It’s official: Putin has just stopped pretending
MAXIM MARMUR/AFP/Getty Images It’s safe to say that no one really expects this December’s Russian elections to be a fair contest. All the same, the Kremlin’s decision to cut the number of international observers invited by two thirds is a particularly brazen demonstration that Vladimir Putin has stopped trying to even appear remotely democratic. Europe’s ...
MAXIM MARMUR/AFP/Getty Images
It’s safe to say that no one really expects this December’s Russian elections to be a fair contest. All the same, the Kremlin’s decision to cut the number of international observers invited by two thirds is a particularly brazen demonstration that Vladimir Putin has stopped trying to even appear remotely democratic. Europe’s largest election watchdog, the Organization for Security Cooperation in Europe, has grudgingly accepted Putin’s conditions, having little other choice. Russia is planning to allow 300 to 400 observers to observe polling throughout a country that spans eleven time zones.
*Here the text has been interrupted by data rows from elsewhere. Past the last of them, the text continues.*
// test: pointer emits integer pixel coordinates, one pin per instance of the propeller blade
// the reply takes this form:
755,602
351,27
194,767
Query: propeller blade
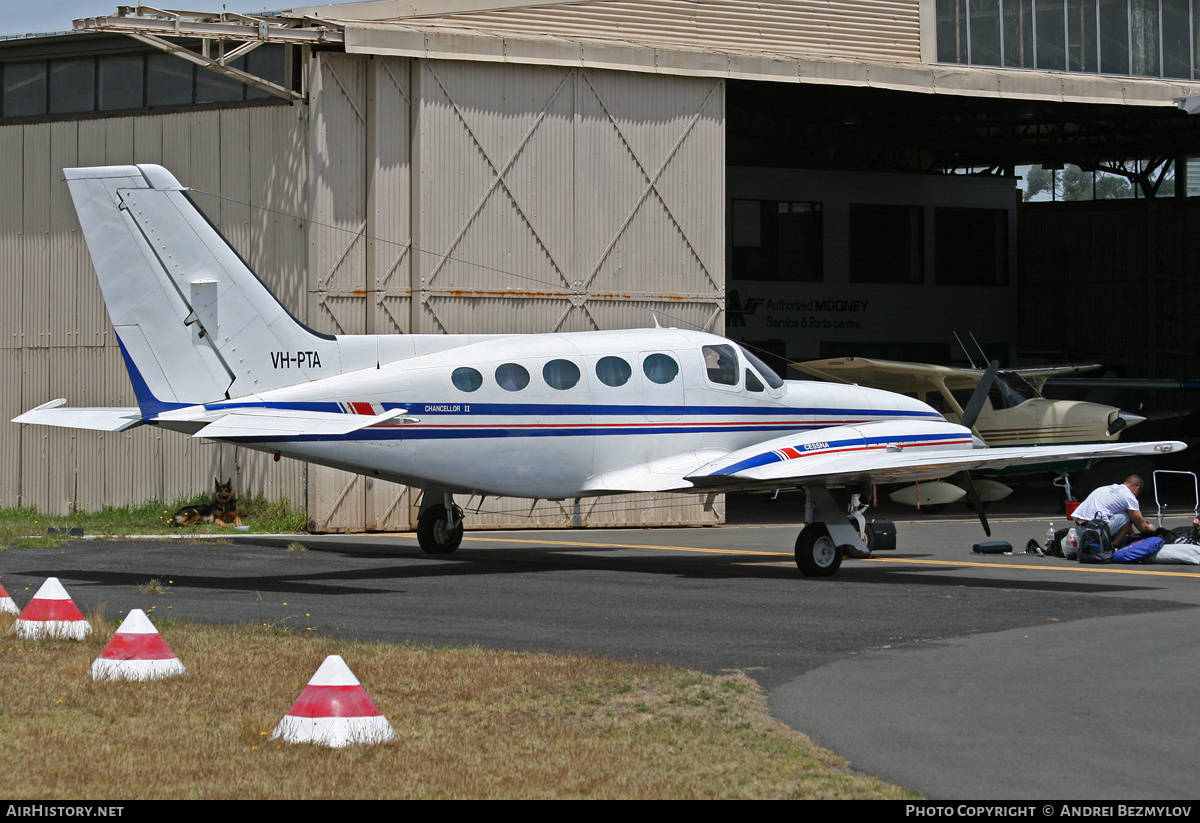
978,504
975,406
It will likely be fewer than that. Since Russia waited until a month before the election to issue its initiation, OSCE and other groups have had to scramble to obtain visas for their observers. Getting a travel visa for Russia is a trying experience under the best of circumstances, but the current regime has proven masterful at using the inefficiency of Russian bureaucracy as a political weapon. Just ask the head of any of the foreign NGOs that operate in Russia and spend about as much time fighting through red tape as they do on advocacy work. If the OSCE folks get anywhere near the 70 observers they want into Russia in time, they’ll be extraordinarily lucky.
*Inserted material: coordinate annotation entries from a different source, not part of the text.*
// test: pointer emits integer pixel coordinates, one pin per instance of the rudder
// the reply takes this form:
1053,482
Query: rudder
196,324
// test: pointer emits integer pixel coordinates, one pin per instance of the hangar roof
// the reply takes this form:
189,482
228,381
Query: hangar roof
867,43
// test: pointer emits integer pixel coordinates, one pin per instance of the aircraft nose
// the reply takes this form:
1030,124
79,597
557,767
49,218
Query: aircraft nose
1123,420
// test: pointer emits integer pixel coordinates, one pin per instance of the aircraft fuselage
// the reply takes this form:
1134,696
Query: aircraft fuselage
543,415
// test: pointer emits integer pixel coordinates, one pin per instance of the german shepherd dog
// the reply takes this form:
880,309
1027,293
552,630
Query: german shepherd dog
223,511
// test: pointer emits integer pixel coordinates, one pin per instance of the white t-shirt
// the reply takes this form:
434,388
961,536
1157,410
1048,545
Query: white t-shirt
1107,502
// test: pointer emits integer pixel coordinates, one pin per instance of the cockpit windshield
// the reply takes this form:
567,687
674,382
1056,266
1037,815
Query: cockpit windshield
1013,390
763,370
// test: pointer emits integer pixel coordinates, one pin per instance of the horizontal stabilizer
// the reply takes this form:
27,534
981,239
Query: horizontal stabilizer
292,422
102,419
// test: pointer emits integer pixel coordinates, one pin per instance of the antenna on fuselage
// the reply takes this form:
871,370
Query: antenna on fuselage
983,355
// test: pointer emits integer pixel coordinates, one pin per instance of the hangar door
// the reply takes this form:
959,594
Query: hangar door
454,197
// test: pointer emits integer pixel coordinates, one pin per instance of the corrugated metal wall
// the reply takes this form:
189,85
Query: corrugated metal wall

All the same, the tactics of intimidation and media blackout that essentially rig Russian elections in favor of the pro-Putin United Russia party are hardly a secret and the world hardly needs OSCE to tell us about them. Putin’s more troubling suggestion may be his proposal that OSCE permanently limit observers in seven other post-Soviet states and ban them from issuing reports until official results are published. Again, it’s not really news that Russia’s leaders feel they have the right to control political outcomes in their “near-abroad,” but they’ve rarely been so forthright about it before. Armenia’s government has already heartily endorsed the proposal.
All the same, Putin thinks that Russia has a lot to teach the West about democracy. At this week’s EU-Russia summit he announced plans to start a Russian-funded think tank to promote democracy and human rights in Europe and counter the influence of western NGOs in his country.
With the aid of grants, the EU helps develop such institutes in Russia. I think the time has come for Russia, given the growth in our financial capabilities, to make its contribution in this sphere as well.”
With oil prices nearing $100 a barrel, Russia’s “financial capabilities” seem to allow Putin to do pretty much whatever he wants.